Illinois’ two senators are pushing opposing agendas regarding public-private partnerships to finance construction of highways, bridges, airports, railroads and other transportation facilities.
Sen. Dick Durbin (D-Ill.) has introduced “The Protecting Taxpayers in Transportation Asset Transfers Act,” that would require public involvement before major transportation projects could be leased or sold. The legislation would make it difficult for states and cities to lease public transportation assets to private investors, a practice that has been used successfully in some states to entice private investment. In this scenario, the federal government would be reimbursed for any funds used to build a facility before a deal to lease it could be made. Additionally, the disclosure of any depreciation or other tax benefits to private investors and estimates of savings would be required. It would only apply to existing transportation assets and is not meant to affect new privatization proposals.
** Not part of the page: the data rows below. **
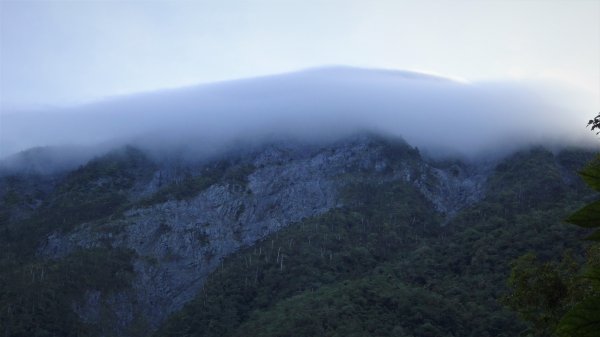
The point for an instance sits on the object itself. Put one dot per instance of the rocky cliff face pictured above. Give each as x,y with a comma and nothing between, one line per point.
179,242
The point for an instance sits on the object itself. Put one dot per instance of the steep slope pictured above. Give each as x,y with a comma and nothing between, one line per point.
382,265
125,241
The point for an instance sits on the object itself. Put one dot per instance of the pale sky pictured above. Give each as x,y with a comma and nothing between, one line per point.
55,53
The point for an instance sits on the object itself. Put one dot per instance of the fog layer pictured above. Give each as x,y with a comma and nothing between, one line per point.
438,115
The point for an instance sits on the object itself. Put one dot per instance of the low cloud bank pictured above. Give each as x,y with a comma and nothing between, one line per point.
438,115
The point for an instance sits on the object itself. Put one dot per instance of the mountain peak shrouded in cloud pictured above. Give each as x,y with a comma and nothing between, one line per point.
319,104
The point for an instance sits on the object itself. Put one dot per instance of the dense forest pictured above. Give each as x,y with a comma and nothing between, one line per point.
384,263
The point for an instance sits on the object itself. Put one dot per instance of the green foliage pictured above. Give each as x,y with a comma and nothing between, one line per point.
383,266
36,299
94,191
375,305
191,185
543,292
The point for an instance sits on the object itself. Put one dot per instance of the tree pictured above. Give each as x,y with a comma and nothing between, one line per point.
595,123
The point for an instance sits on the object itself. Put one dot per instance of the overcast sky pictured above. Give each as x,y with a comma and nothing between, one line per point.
56,53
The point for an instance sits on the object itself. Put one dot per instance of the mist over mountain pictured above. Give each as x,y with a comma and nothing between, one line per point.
438,115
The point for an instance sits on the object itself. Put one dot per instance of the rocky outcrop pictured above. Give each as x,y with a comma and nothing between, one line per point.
179,243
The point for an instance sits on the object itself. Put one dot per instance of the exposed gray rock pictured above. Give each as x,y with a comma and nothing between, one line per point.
179,243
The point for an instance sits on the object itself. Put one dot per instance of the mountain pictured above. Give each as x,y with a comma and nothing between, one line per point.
362,235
Sen. Mark Kirk (R-Ill.) introduced “The Lincoln Legacy Development Act,” legislation that would remove federal restrictions on public-private partnerships while requiring that sale or lease proceeds be reinvested in infrastructure. Some of the bill’s features include:
- Increased annual funding for the Transportation Infrastructure Finance and Innovation Act (TIFIA) program from $122 million to $750 million;
- Creation of a Private-Public Partnership Challenge Grant Program encouraging states to pass legislation enabling private-public partnerships;
- Additional resources for the Highway Trust Fund to pay for expansion via a half-percentage point decrease in federal civilian pay growth and a surcharge on safety rest area development;
- Removed caps on interstate tolling pilot programs, encouraging greater local control of highway financing;
- Allowance of commercialization of safety rest areas, providing additional resources to states with budget shortfalls;
- Ensuring taxpayer accountability by requiring proceeds of leases, concessions or sales of highways to be reinvested in infrastructure; and
- Lifted caps on highway private activity bonds to provide additional financing options for projects.